The candidate of the All Progressives Congress, Rotimi Akeredolu, in the wee hours of Sunday surged into an early lead as the Independent National Electoral Commission announced election results in some local government areas.
The LGA results announced by the electoral body included those of Ile Oluji/Oke Igbo, Akoko North-East, Ifedore and Irele, where Akeredolu coasted home to victory just as the candidate of the Peoples Democratic Party, Eyitayo Jegede, won in Ondo-East LGA.
The candidate of the Alliance for Democracy, Olusola Oke, closely trailed Jegede in the five LGAs.
Despite the tension that characterised the countdown to the Ondo governorship poll, the election, which went under way on Saturday without any major violence, was, however, marked by massive vote buying.
Most of the major actors in the race complained that voters were heavily induced by politicians, who stormed polling booths with bags of money to openly buy votes.
The election recorded a remarkable turnout in the three senatorial districts of the state.
It was gathered that about N450,000 was budgeted for each polling unit by the major political parties with each voter getting between N3,000 and N5,000.
Ondo State Governor, Dr. Olusegun Mimiko, told one of our correspondents covering the election that anarchy ruled in the state as votes were publicly bought.
He accused the All Progressives Congress of perpetrating massive electoral fraud by giving money to voters in exchange for votes.
He said, “What is happening in Ondo State presently is anarchy. The APC and INEC are trying to rig the poll with the use of malfunctioning card readers and inducement of voters.”
Elder statesman, Chief Olu Falae, described the act of vote buying during the election as a worrying development even as he accused security men and the officials of the Independent National Electoral Commission of complicity.
“I have heard of people bribing voters in Akure here. I have heard they are offering N3,000 per vote. It is very worrisome. This is a way of comprising the will of the people.
“It is for the government of the day to make a decision to stop this trend. There were many police officers in those polling units, what were they doing? They could arrest them but they didn’t do that.
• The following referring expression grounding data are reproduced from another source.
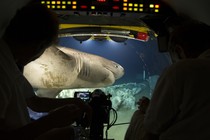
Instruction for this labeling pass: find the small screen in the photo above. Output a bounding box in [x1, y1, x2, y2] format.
[74, 91, 91, 102]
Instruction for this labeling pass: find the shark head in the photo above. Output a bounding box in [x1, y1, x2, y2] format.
[104, 60, 125, 80]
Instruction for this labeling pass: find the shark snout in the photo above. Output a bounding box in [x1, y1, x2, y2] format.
[114, 65, 124, 79]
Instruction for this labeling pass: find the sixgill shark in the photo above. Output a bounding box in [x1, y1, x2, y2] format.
[23, 46, 124, 97]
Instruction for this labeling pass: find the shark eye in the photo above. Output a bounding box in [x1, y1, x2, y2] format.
[115, 65, 119, 68]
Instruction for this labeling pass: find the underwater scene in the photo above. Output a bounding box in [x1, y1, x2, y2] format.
[55, 35, 171, 139]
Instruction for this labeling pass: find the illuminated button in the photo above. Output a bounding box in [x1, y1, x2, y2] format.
[123, 0, 128, 2]
[91, 6, 95, 9]
[112, 6, 119, 10]
[72, 5, 77, 9]
[62, 5, 66, 9]
[139, 8, 143, 12]
[129, 7, 132, 11]
[47, 1, 50, 4]
[57, 5, 61, 8]
[41, 1, 45, 4]
[51, 1, 55, 4]
[155, 4, 160, 8]
[62, 1, 66, 4]
[150, 4, 154, 8]
[47, 5, 50, 8]
[57, 1, 61, 4]
[134, 4, 138, 7]
[123, 7, 127, 11]
[128, 3, 133, 7]
[123, 3, 127, 6]
[155, 9, 159, 12]
[72, 1, 77, 5]
[67, 1, 71, 4]
[134, 8, 138, 11]
[137, 32, 148, 41]
[52, 5, 55, 9]
[81, 5, 88, 9]
[139, 4, 143, 7]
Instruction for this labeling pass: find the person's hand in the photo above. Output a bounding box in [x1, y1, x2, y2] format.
[46, 104, 83, 128]
[137, 96, 150, 113]
[12, 104, 82, 139]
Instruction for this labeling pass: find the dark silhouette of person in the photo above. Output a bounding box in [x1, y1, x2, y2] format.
[0, 2, 92, 140]
[144, 20, 210, 140]
[125, 96, 154, 140]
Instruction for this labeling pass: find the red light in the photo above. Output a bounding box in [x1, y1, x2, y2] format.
[97, 0, 106, 2]
[113, 0, 120, 2]
[80, 5, 87, 9]
[112, 6, 119, 10]
[137, 32, 149, 41]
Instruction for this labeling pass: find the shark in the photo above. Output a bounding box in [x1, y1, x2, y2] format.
[23, 46, 124, 97]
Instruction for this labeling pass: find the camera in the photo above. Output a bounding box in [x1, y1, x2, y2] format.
[74, 89, 113, 140]
[73, 90, 111, 109]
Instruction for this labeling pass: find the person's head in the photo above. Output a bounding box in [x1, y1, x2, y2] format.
[168, 20, 210, 62]
[0, 0, 31, 38]
[3, 2, 59, 66]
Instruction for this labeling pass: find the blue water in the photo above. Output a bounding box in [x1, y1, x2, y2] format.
[58, 36, 171, 85]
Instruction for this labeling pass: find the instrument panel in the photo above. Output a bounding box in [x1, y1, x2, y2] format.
[39, 0, 163, 14]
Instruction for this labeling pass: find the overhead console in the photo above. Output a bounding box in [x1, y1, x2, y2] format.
[37, 0, 176, 17]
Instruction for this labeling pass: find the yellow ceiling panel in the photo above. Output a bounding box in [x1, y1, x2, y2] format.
[59, 24, 150, 33]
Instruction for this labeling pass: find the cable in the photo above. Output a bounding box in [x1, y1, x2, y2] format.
[104, 107, 118, 140]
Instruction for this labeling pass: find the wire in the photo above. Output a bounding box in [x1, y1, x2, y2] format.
[104, 107, 118, 140]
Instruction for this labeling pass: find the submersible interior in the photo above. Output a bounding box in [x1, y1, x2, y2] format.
[28, 0, 175, 138]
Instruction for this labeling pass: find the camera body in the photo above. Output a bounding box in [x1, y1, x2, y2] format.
[74, 90, 111, 111]
[74, 90, 112, 124]
[74, 89, 112, 140]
Without the collusion of the electoral officers and the security agents, that (inducement of voters) can’t succeed,” Falae said.
Apart from the brazen monetary inducement of voters during the election, the failure of card readers in some polling units triggered questions about the preparedness of INEC for the election.
The All Progressives Congress candidate in the election, Rotimi Akeredolu, expressed worry over the situation, saying that INEC had enough time to prepare.
Akeredolu said, “There are a few hitches here and there which have to do with the failure of the card readers at some polling units. I expect INEC to have properly overhauled the card readers because we are having only one election.”
There was a mixed reaction to the exercise by stakeholders in the state.
Condemnation continued to trail the exercise as the Peoples Democratic Party candidate, Mr. Eyitayo Jegede (SAN), alleged that INEC conspired to rig the election by disenfranchising voters in PDP strongholds by deliberately using malfunctioning card readers.
Ondo State Resident Electoral Commissioner, Mr. Segun Agbaje, however, said the machines were working at every polling booth. He said those who made the allegations were trying to cause confusion.
He said, “There is no booth where election didn’t take place because of the card reader; it only delayed the process a little bit. In the 3,009 polling units, the units I was told that they had problems with card readers were not up to seven. Politicians are just making noise to cause unnecessary confusion. There is no place in the entire state where election did not hold because of the card reader, it was only delayed.”
On the issue of inadequate security at polling units, the Police Public Relations Officer, Ondo State Command, Mr. Femi Joseph, said there were five policemen manning each polling units, but added that some of them were not in police uniform.
“Our men were at every polling unit; it is only that people saw the ones in uniform. There were some officers who were in mufti, and we did that deliberately. Five policemen were posted to each polling unit although not every five policemen deployed wore uniforms,” Joseph explained.